Did scale_x_discrete params change (specifically `limits`)?

Hi! Recently I was trying to re-knit an old Rmd with a graph that made use of scale_x_discrete(), but running the same code now seems to yield a different (buggy) plot. In particular, I've isolated the issue to the inclusion of the limit parameter. Whereas two months ago I had no issue, I can't get the original plots today.

What might be my issue here? I'm wondering whether it has to do with a particular version of ggplot2 I'm using (I just reinstalled the latest via install.packages('tidyverse') to my new machine today). Or are there alternative ways to get the plot I'm aiming for?

Reprex:

library(tidyverse)
beer_states <- readr::read_csv('https://raw.githubusercontent.com/rfordatascience/tidytuesday/master/data/2020/2020-03-31/beer_states.csv')

beer_states %>% 
  filter(state == "CA") %>% 
  ggplot(aes(x = year, y = barrels)) + 
  geom_col() +
  scale_x_discrete(limits = 2008:2019)

The columns all scrunch up to the rightmost side of the x-axis.

Expected behavior:

library(tidyverse)
beer_states <- readr::read_csv('https://raw.githubusercontent.com/rfordatascience/tidytuesday/master/data/2020/2020-03-31/beer_states.csv')

beer_states %>% 
  filter(state == "CA") %>% 
  ggplot(aes(x = year, y = barrels)) + 
  geom_col()

I am trying to make a plot similar to the above, except with the x-axis tickmarks at each year between 2008 and 2019 (inclusive).

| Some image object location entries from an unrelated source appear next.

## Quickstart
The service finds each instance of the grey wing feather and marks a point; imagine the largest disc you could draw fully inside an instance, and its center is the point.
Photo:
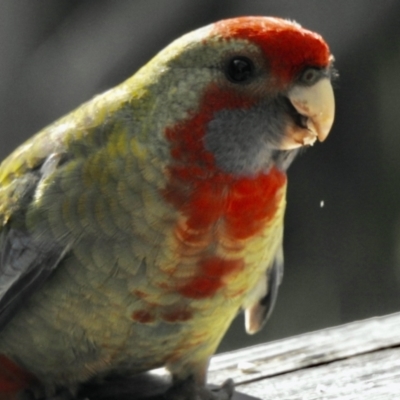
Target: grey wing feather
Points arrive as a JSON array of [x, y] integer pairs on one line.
[[265, 294], [25, 261]]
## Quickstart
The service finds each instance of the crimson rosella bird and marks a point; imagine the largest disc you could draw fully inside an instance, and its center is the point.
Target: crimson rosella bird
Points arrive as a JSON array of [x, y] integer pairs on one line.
[[134, 229]]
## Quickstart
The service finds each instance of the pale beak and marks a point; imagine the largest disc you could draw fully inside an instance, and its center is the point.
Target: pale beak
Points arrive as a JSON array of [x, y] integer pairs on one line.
[[316, 108]]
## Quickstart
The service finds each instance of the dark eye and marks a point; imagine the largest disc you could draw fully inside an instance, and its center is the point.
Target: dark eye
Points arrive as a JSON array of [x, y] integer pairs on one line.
[[310, 76], [239, 69]]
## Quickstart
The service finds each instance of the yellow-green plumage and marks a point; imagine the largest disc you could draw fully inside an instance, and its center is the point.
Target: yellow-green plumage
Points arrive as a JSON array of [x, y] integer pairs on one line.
[[113, 208]]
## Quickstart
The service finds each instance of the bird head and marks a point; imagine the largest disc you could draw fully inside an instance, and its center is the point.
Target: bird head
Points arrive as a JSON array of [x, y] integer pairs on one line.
[[245, 93]]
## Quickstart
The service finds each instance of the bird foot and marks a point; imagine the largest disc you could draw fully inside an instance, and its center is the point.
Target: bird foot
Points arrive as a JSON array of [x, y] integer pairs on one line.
[[189, 390]]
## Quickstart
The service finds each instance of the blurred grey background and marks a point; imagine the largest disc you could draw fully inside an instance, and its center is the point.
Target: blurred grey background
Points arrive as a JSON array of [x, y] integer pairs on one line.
[[342, 242]]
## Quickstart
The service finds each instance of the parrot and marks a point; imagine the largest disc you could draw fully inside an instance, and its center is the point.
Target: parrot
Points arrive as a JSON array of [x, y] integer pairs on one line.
[[134, 229]]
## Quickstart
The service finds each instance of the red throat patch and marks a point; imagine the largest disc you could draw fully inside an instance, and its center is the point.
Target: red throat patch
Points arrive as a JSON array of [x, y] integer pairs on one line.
[[206, 196]]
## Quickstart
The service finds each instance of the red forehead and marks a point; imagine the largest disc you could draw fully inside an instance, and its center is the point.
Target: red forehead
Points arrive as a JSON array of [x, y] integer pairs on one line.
[[287, 46]]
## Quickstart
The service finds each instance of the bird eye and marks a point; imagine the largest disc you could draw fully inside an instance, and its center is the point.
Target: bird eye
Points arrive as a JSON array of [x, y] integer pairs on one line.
[[310, 76], [239, 69]]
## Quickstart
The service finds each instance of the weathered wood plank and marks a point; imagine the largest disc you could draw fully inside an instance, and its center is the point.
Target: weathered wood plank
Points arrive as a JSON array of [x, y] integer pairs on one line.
[[369, 376], [359, 360], [306, 350]]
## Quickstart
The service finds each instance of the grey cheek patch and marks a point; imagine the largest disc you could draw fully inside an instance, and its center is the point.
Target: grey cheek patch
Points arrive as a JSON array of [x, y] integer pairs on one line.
[[246, 141]]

I'm not sure if anything has changed recently, but I think you might want to use scale_continuous() instead of scale_discrete()

library(tidyverse)

beer_states <- read_csv('https://raw.githubusercontent.com/rfordatascience/tidytuesday/master/data/2020/2020-03-31/beer_states.csv')
#> Parsed with column specification:
#> cols(
#>   state = col_character(),
#>   year = col_double(),
#>   barrels = col_double(),
#>   type = col_character()
#> )

beer_states %>% 
  filter(state == "CA") %>% 
  ggplot(aes(x = year, y = barrels)) + 
  geom_col() +
  scale_x_continuous(breaks = 2008:2019)

Created on 2020-06-10 by the reprex package (v0.3.0)

1 Like

Yes, you're right. Thanks a ton, Matt!